I'm hestitant to even write this post. The Internet Archive does society an immense service by archiving digital content that might otherwise be lost to history. It does this at a non-profit, run by a small group of passionate people and volunteers. How could you criticize that?

Nevertheless, there are issues with viewing a lot of the content in the Internet Archive. We should be able to talk about imperfections even if the people involved have good intent. The "what" and the "why" and "how" of a problem are separate things. We should be able to talk about them, separately.

So even though the Internet Archive is wonderful, and the reasons why these issues exist are understandable; probably even based on the right trade-off, I still want to talk about them.

Ok, with that long disclaimer, let's dig into some of the problems I run into when viewing content on the Internet Archive.

This is not about the wayback machine

I just want to make that clear here. The criticisms in this article are not in reference to the wayback machine, which is how you view historical snapshots of websites. This part of the Internet Archive surely has problems too. I'm not sure to what extent these issue are something they can control, however. Archiving websites is a very hard problem. My expectations for it are different from the other type of content that they have. There will be no further mention of the wayback machine in this article for that reason.

Lack of caching in games

The Archive added a large collection of games in recent years. One example is DOS based games that are embedded with an in-browser DOSBox, a DOS emulator. This makes the Internet Archive the easiest way to play a lot of these old games. Of course you can download the files locally, install DOSBox (if it works on your computer) and play them that way. But doing it directly in the browser *could* be a far easier experience.
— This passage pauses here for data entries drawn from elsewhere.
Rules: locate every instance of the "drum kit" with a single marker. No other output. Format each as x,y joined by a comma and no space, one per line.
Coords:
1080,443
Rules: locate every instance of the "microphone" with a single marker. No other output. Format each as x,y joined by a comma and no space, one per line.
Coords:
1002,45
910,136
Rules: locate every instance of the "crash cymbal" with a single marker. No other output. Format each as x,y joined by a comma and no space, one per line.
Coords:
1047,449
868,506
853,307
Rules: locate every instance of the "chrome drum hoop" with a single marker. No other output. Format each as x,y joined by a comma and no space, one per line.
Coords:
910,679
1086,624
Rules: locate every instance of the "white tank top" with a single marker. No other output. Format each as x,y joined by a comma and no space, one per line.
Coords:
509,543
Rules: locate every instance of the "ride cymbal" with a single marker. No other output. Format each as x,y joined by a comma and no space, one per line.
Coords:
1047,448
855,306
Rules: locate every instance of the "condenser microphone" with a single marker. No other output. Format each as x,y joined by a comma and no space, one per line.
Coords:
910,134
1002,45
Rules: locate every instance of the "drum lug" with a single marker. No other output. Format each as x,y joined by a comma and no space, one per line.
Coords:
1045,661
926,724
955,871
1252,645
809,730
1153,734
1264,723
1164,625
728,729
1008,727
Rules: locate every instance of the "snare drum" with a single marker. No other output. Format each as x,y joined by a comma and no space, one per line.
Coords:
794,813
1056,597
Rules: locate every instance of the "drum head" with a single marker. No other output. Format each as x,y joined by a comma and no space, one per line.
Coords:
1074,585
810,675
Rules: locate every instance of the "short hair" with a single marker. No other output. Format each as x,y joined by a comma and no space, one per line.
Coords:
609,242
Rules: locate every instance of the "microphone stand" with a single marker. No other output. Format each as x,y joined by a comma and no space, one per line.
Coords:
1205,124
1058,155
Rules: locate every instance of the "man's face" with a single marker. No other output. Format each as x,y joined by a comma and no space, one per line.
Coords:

One example is the classic interactive fiction game Night Trap

Night Trap on the Internet Archive

This is an interactive fiction, full motion video game. The videos naturally make the game size larger than most old games, over a gigabyte. So it takes ~10 minutes to download. However, the page does not cache the game content, so you have to redownload it every time you load the page. This makes it impractical to actually play the game through the IA.

This should be fixable by using the appropriate cache headers in response to these assets. Or if that's not possible for some reason, a service worker could be used in the frontend to cache them.

Lack of saves in games

Even if you're playing smaller games where the download time isn't a blocker to playing them, the lack of support for saving your spot still makes it impractical to actually play them. I guess this is not something that the builtin DOSBox plugin gives them for free, or perhaps it hasn't been configured to save in localStorage or IndexedDB. This is something else that seems like a fairly small thing to fix.

Lack of saves in video content

The Internet Archive has a lot of video content, like old movies and TV shows. Users have come to expect in streaming that their spot will be saved, but on the Internet Archive you need to watch all the way through or remember where you left off. This is another item that should be simple to implement.

Lack of gamepad support in games

This is another issue that must come down to DOSBox (and their other browser emulators) not providing support by default. There is a gamepad API that is available in most modern browsers. For many games, using the keyboard and mouse makes them a bit harder to play.

Deprioritization of the frontend

I think you probably noticed that most of my issues are, in some way, related to the frontend. The Archive seems to prioritize archiving content over making content accessible. And as I stated in the opening paragraph, that's probably the right tradeoff. Or even if it's not, it's the tradeoff that they think is right. After all, once content is gone, it's gone. You can always improve accessibility and viewability in the future. You can never recover lost data.

Nevertheless, I think a small investment in the frontend and fixing these small issues would make the IA a much better place to not just host blobs of content, but to act as a hub for experiencing historic games and video content.